The researchers created OpenDataArena, a complete system for evaluating training data. It includes a standardized way to train and test models, a detailed scoring system to assess data quality based on many different factors, a tool to trace the origins of data, and open-source software so anyone can use and contribute to the platform. They tested it with a huge amount of data – over 120 datasets, 600 training runs, and 40 million data points – to see what they could learn.

Why it matters?

This work is important because it pushes us towards a more scientific approach to building AI. Instead of just randomly trying different datasets, we can now systematically study how data impacts model performance.

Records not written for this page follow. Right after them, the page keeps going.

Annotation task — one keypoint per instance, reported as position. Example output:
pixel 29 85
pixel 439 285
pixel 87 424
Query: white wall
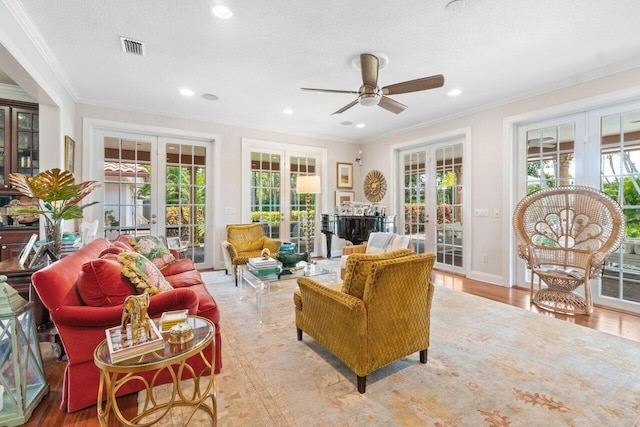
pixel 489 179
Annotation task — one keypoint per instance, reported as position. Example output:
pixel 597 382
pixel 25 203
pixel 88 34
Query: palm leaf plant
pixel 59 198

This could lead to better, more reliable AI models and a deeper understanding of how these models learn, ultimately moving the field from guesswork to a more principled 'Data-Centric AI'.

Abstract

The rapid evolution of Large Language Models (LLMs) is predicated on the quality and diversity of post-training datasets. However, a critical dichotomy persists: while models are rigorously benchmarked, the data fueling them remains a black box--characterized by opaque composition, uncertain provenance, and a lack of systematic evaluation. This opacity hinders reproducibility and obscures the causal link between data characteristics and model behaviors. To bridge this gap, we introduce OpenDataArena (ODA), a holistic and open platform designed to benchmark the intrinsic value of post-training data. ODA establishes a comprehensive ecosystem comprising four key pillars: (i) a unified training-evaluation pipeline that ensures fair, open comparisons across diverse models (e.g., Llama, Qwen) and domains; (ii) a multi-dimensional scoring framework that profiles data quality along tens of distinct axes; (iii) an interactive data lineage explorer to visualize dataset genealogy and dissect component sources; and (iv) a fully open-source toolkit for training, evaluation, and scoring to foster data research. Extensive experiments on ODA--covering over 120 training datasets across multiple domains on 22 benchmarks, validated by more than 600 training runs and 40 million processed data points--reveal non-trivial insights. Our analysis uncovers the inherent trade-offs between data complexity and task performance, identifies redundancy in popular benchmarks through lineage tracing, and maps the genealogical relationships across datasets. We release all results, tools, and configurations to democratize access to high-quality data evaluation. Rather than merely expanding a leaderboard, ODA envisions a shift from trial-and-error data curation to a principled science of Data-Centric AI, paving the way for rigorous studies on data mixing laws and the strategic composition of foundation models.